Im trying to optimize my exercise application in VS2010. Basically I have several sqrt, pow and memset in the core loop. More specifically, this is what I do:
// in a cpp file ...
#include <cmath>
#pragma intrinsic(sqrt, pow, memset)
void Simulator::calculate()
{
for( int i=0; i<NUM; i++ )
{
...
float len = std::sqrt(lenSq);
distrib[0] = std::pow(baseVal, expVal);
...
clearQuad(i); // invokes memset
}
}
After build, the disassembly shows that, for example, the sqrt call still compiles as "call _CIsqrt(0x####)" nothing changes regardless of whether the /Oi flag is enabled or not.
Can anybody kindly explain how can i enable the intrinsic version and how can I verify it by the disassembly code? (I have also enabled the /O2 in the project settings.)
Thank you
Edit: Problem solved by adding /fp:fast.
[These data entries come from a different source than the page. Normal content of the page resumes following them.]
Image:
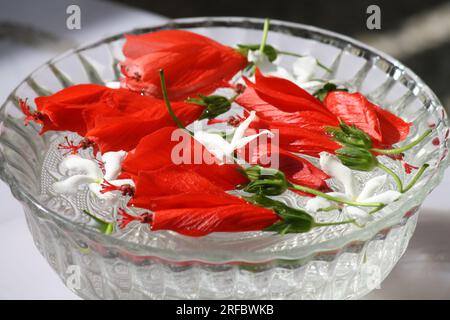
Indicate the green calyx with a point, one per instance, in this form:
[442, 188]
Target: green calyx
[327, 87]
[215, 105]
[357, 158]
[268, 50]
[292, 220]
[350, 136]
[265, 181]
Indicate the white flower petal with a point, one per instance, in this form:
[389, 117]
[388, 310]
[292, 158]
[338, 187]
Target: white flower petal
[113, 84]
[281, 72]
[240, 130]
[121, 182]
[304, 68]
[110, 197]
[81, 165]
[113, 164]
[371, 187]
[385, 197]
[361, 217]
[317, 203]
[241, 143]
[334, 168]
[71, 184]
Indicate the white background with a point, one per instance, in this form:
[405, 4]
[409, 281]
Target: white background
[424, 271]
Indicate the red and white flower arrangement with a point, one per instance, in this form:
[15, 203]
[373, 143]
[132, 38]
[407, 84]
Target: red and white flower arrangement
[169, 85]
For sqrt, as an example, the intrinsic version uses a single "fsqrt" to replace the std version "call __CIsqrt()". Sadly, in my case, the intrinsic version is 5% slower.
Many thanks to Zan Lynx and mch.
You are compiling to machine code and not to .NET CLR. Right?
If you compile to .NET then the code won't be optimized until it is run through JIT. At that point .NET has its own intrinsics and other things that will happen.
If you are compiling to native machine code, you might want to play with the /arch option and the /fp:fast option.